A tinkerer and an inventor, he dreamed of exploring the Amazon jungles, like Alexander von Humboldt, one of his heroes. But apart from a short spell in Cuba he remained in the United States and became an early advocate for the preservation of wilderness areas, a cofounder of the Sierra Club, and the moving force behind the creation of America's national parks.

He was by nature a wanderer, and even as a fairly young man he was as bearded and bright-eyed as an Old Testament prophet. In 1867, at the age of twenty-nine, restless after a series of setbacks, he decided to walk from Indianapolis to Florida. His diary from this journey was published after his death as A Thousand-Mile Walk to the Gulf. "My plan," he wrote, "was simply to push on in a general southward direction by the wildest, leafiest, least-trodden way I could find, promising the greatest extent of virgin forest."

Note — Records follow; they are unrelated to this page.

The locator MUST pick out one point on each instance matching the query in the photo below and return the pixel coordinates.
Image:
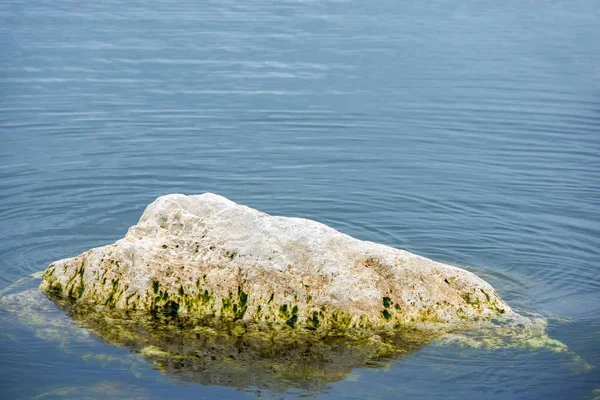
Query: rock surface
(206, 255)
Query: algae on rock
(205, 255)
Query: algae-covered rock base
(204, 256)
(245, 355)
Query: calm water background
(468, 132)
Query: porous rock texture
(204, 255)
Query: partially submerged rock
(205, 255)
(237, 353)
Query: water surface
(468, 132)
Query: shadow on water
(243, 355)
(248, 357)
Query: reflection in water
(213, 352)
(243, 355)
(248, 357)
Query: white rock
(206, 255)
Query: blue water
(468, 132)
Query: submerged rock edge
(204, 255)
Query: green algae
(306, 355)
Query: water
(468, 132)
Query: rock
(205, 255)
(239, 354)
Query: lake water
(468, 132)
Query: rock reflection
(243, 355)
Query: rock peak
(206, 255)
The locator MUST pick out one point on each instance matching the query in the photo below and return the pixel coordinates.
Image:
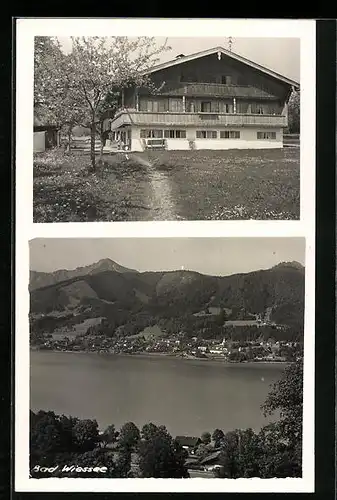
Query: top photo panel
(166, 129)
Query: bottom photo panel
(166, 357)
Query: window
(225, 107)
(206, 134)
(230, 134)
(151, 134)
(176, 105)
(175, 134)
(226, 79)
(257, 109)
(266, 135)
(242, 107)
(205, 107)
(151, 105)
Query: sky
(279, 54)
(214, 256)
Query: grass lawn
(204, 185)
(65, 191)
(234, 184)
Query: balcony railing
(197, 89)
(169, 119)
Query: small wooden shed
(46, 135)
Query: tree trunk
(92, 146)
(102, 137)
(69, 138)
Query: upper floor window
(206, 107)
(229, 134)
(176, 105)
(226, 79)
(207, 134)
(151, 134)
(266, 135)
(175, 134)
(153, 106)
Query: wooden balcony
(197, 89)
(204, 120)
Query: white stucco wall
(248, 140)
(39, 142)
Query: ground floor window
(151, 134)
(175, 134)
(230, 134)
(207, 134)
(266, 135)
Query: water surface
(187, 396)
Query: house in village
(189, 443)
(214, 99)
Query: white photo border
(26, 230)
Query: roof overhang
(221, 51)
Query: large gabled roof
(233, 55)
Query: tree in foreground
(129, 436)
(159, 455)
(101, 66)
(294, 112)
(55, 102)
(283, 438)
(109, 436)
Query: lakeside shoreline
(154, 355)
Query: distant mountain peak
(38, 280)
(293, 264)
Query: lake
(187, 396)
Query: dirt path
(163, 204)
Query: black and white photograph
(165, 256)
(166, 358)
(166, 128)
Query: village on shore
(258, 350)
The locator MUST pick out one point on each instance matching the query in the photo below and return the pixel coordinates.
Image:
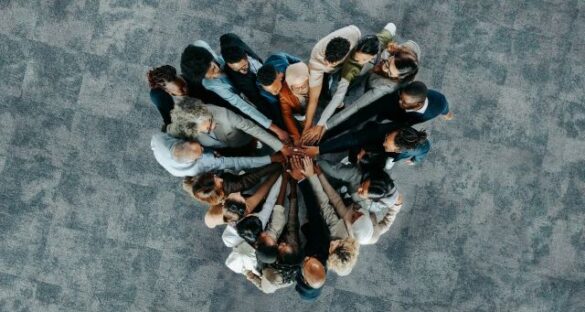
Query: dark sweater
(387, 108)
(371, 139)
(316, 230)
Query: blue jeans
(163, 102)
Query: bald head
(187, 151)
(214, 216)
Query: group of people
(242, 132)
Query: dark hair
(159, 75)
(407, 64)
(336, 49)
(409, 138)
(381, 185)
(235, 207)
(249, 228)
(416, 89)
(368, 45)
(372, 161)
(233, 54)
(290, 258)
(266, 74)
(266, 254)
(204, 183)
(195, 62)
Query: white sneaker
(299, 117)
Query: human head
(288, 254)
(343, 254)
(297, 78)
(336, 50)
(235, 57)
(186, 151)
(165, 77)
(310, 278)
(234, 207)
(406, 138)
(270, 79)
(266, 248)
(249, 228)
(413, 95)
(198, 63)
(366, 49)
(190, 118)
(214, 216)
(401, 66)
(208, 188)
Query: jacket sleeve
(334, 198)
(252, 178)
(288, 118)
(327, 211)
(209, 163)
(252, 129)
(291, 59)
(344, 142)
(292, 226)
(341, 172)
(365, 100)
(226, 93)
(384, 225)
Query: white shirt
(422, 110)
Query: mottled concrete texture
(494, 218)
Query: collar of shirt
(420, 111)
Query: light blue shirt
(223, 87)
(162, 146)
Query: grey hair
(186, 117)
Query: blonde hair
(344, 257)
(186, 117)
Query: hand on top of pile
(312, 135)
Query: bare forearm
(312, 106)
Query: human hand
(392, 47)
(296, 168)
(310, 151)
(277, 158)
(281, 134)
(286, 151)
(449, 116)
(308, 169)
(312, 136)
(317, 169)
(361, 154)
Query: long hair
(186, 118)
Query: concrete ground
(493, 221)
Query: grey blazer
(233, 130)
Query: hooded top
(162, 146)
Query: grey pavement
(493, 219)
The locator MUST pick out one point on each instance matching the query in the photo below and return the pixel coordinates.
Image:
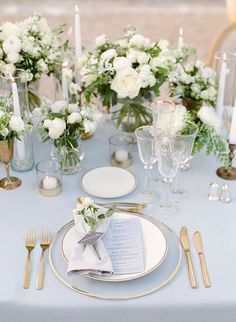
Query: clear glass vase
(14, 87)
(129, 114)
(69, 157)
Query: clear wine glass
(169, 154)
(148, 138)
(188, 139)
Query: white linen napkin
(84, 259)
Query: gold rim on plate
(132, 296)
(116, 196)
(99, 278)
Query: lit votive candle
(121, 155)
(50, 186)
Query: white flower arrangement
(63, 123)
(11, 126)
(194, 82)
(127, 73)
(31, 45)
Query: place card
(124, 244)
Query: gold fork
(29, 244)
(45, 243)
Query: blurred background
(201, 20)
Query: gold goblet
(6, 155)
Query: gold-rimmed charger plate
(154, 247)
(150, 283)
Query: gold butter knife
(198, 245)
(185, 243)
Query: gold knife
(185, 243)
(198, 245)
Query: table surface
(25, 207)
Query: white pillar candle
(78, 48)
(64, 81)
(232, 133)
(50, 182)
(121, 155)
(20, 146)
(221, 88)
(181, 39)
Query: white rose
(9, 29)
(101, 40)
(12, 45)
(73, 108)
(16, 123)
(73, 118)
(209, 117)
(89, 78)
(47, 123)
(81, 61)
(57, 128)
(121, 63)
(89, 126)
(143, 58)
(108, 54)
(127, 83)
(13, 58)
(58, 106)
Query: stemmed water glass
(148, 138)
(188, 138)
(169, 154)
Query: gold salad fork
(45, 243)
(29, 244)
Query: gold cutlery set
(30, 244)
(198, 245)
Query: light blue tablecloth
(176, 302)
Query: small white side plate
(108, 182)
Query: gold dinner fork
(45, 243)
(29, 244)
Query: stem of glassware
(147, 181)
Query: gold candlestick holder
(6, 155)
(230, 172)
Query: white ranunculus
(9, 29)
(101, 40)
(11, 45)
(108, 54)
(42, 66)
(89, 78)
(16, 123)
(13, 58)
(58, 106)
(209, 117)
(47, 123)
(74, 117)
(127, 83)
(143, 58)
(121, 63)
(73, 108)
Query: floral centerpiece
(195, 84)
(63, 124)
(31, 45)
(126, 73)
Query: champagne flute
(188, 138)
(147, 139)
(169, 154)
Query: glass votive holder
(49, 178)
(121, 150)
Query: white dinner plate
(154, 248)
(108, 182)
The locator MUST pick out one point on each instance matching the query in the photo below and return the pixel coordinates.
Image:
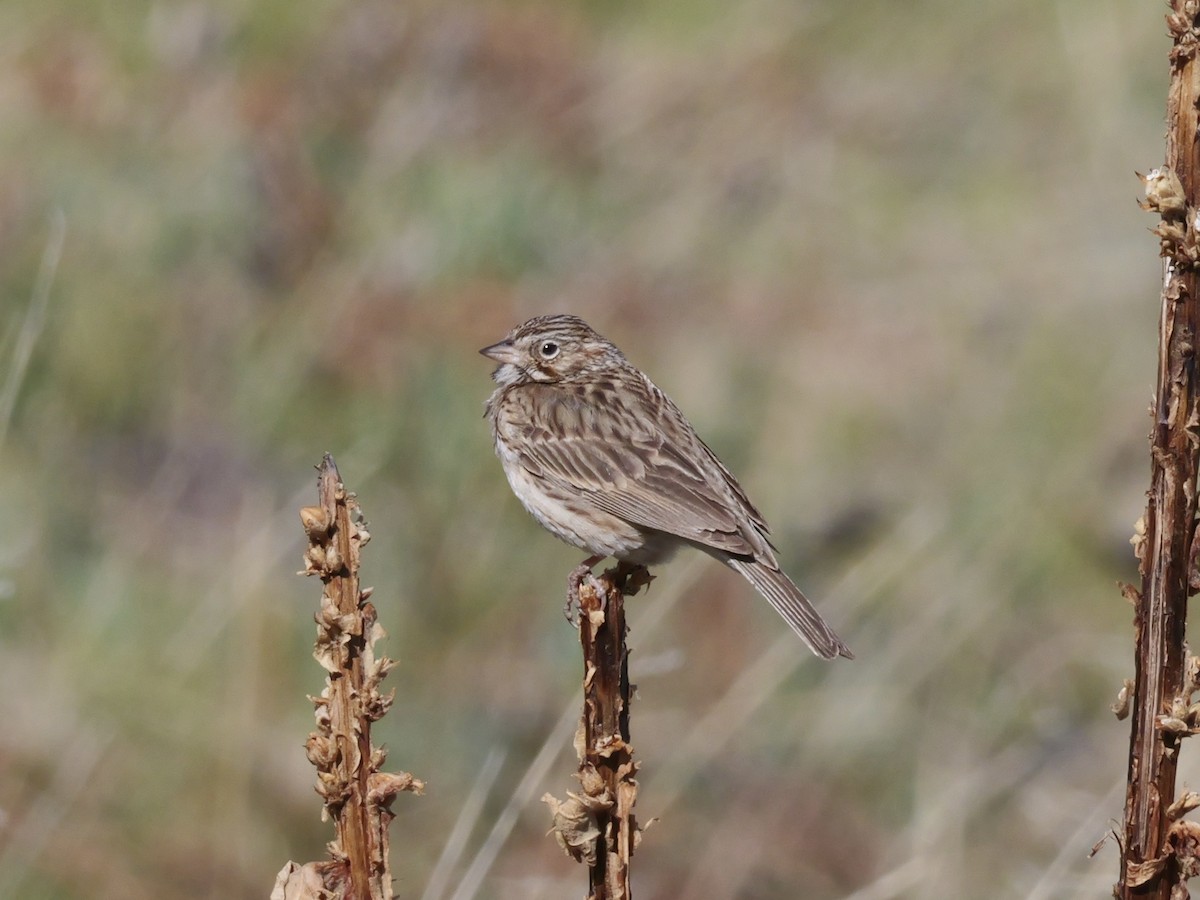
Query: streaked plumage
(605, 461)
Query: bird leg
(575, 580)
(631, 577)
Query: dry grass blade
(598, 826)
(1155, 862)
(358, 796)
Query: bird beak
(502, 352)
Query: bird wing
(634, 455)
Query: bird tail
(792, 605)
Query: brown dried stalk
(358, 796)
(598, 827)
(1158, 847)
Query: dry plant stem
(358, 796)
(598, 827)
(1156, 856)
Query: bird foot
(633, 577)
(580, 574)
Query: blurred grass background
(887, 258)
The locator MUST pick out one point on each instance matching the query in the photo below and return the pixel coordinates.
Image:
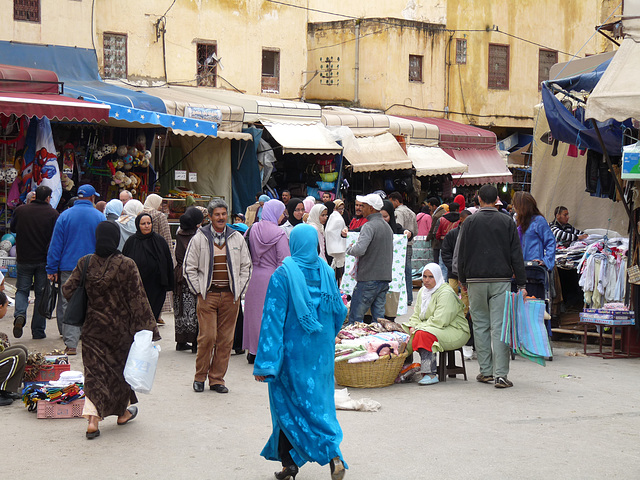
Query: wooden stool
(447, 365)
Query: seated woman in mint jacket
(438, 323)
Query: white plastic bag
(140, 369)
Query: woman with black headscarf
(153, 258)
(117, 308)
(184, 302)
(295, 209)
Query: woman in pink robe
(269, 246)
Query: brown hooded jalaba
(117, 308)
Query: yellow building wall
(384, 47)
(62, 22)
(429, 11)
(565, 26)
(240, 30)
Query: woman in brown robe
(117, 309)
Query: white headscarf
(434, 268)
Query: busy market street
(559, 422)
(312, 239)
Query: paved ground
(548, 426)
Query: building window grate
(498, 67)
(461, 51)
(115, 55)
(26, 10)
(546, 60)
(270, 71)
(415, 68)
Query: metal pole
(356, 88)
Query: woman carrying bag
(117, 308)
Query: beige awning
(418, 133)
(380, 152)
(193, 101)
(365, 124)
(433, 161)
(257, 108)
(303, 139)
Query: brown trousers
(217, 314)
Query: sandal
(133, 410)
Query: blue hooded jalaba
(302, 315)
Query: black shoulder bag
(77, 306)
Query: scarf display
(434, 268)
(303, 243)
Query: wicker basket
(380, 373)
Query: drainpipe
(356, 100)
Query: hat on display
(372, 199)
(86, 191)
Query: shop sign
(209, 114)
(631, 162)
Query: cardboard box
(58, 410)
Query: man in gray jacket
(374, 249)
(217, 266)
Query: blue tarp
(583, 82)
(78, 69)
(245, 173)
(571, 127)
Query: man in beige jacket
(217, 267)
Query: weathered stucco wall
(239, 28)
(385, 46)
(563, 26)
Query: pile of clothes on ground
(361, 342)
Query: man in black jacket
(489, 254)
(33, 225)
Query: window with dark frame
(115, 55)
(26, 10)
(415, 68)
(498, 67)
(461, 51)
(270, 70)
(546, 60)
(207, 64)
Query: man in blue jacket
(74, 236)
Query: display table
(615, 320)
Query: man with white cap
(74, 236)
(374, 249)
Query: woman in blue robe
(302, 315)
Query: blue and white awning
(129, 116)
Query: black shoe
(219, 388)
(198, 386)
(337, 469)
(11, 395)
(287, 473)
(18, 325)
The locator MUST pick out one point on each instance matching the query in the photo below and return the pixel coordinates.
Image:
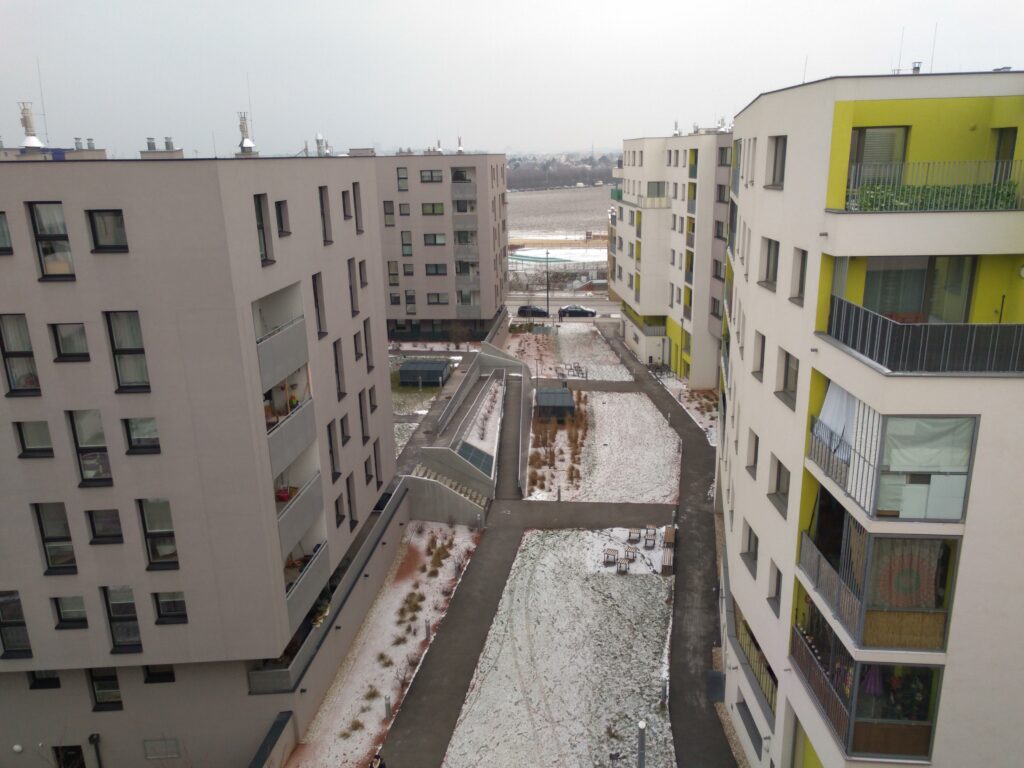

The forests of this great walk are lovely, but many of the people are distinctly menacing, for in the aftermath of the Civil War (unconscripted, Muir spent most of the war years sauntering in Canada), the South was in a state of derangement. He meets robbers, though he carries nothing worth stealing; he is confronted by "guerrillas" on horseback, ten of them at one point; and he encounters desperate former slaves. He stumbles upon a cotton plantation, three years after the war ended, still being run by a man known as "massa" whose field hands are "large bands of slaves."

What Muir had intended as a long walk through America was marked by hunger, danger, and uncertainty. Two years later he was in San Francisco, unhappy as always among crowds of people and eager to leave the city. He asks for the nearest way out.

"But where do you want to go?" a stranger responds.

"To any place that is wild," Muir says.

Directed to the Oakland ferry, he sets off for the wilderness on the first of April 1868, a walk that would change his life. He described his trek as slow, enchanted, easterly, toward the Yosemite Valley.

Muir was eloquent in his descriptions of landscape. He was also, like many other nature writers, something of a misanthrope, a trait noted in Driving Home by Jonathan Raban, who is a persuasive dissident on the subject of Muir's style. (Raban deconstructs Muir's sublime language as misleading, even subversive, the origin of today's "cult of 'pristine' wilderness.") Muir's charismatic personality aided his evangelism in the cause that wilderness must be preserved: Teddy Roosevelt became an important supporter after going on a journey with him. But it was Muir's prose, perhaps overegged, and his evocations of the Sierra that made his case and gave us the national parks as well as his shelf of distinguished books.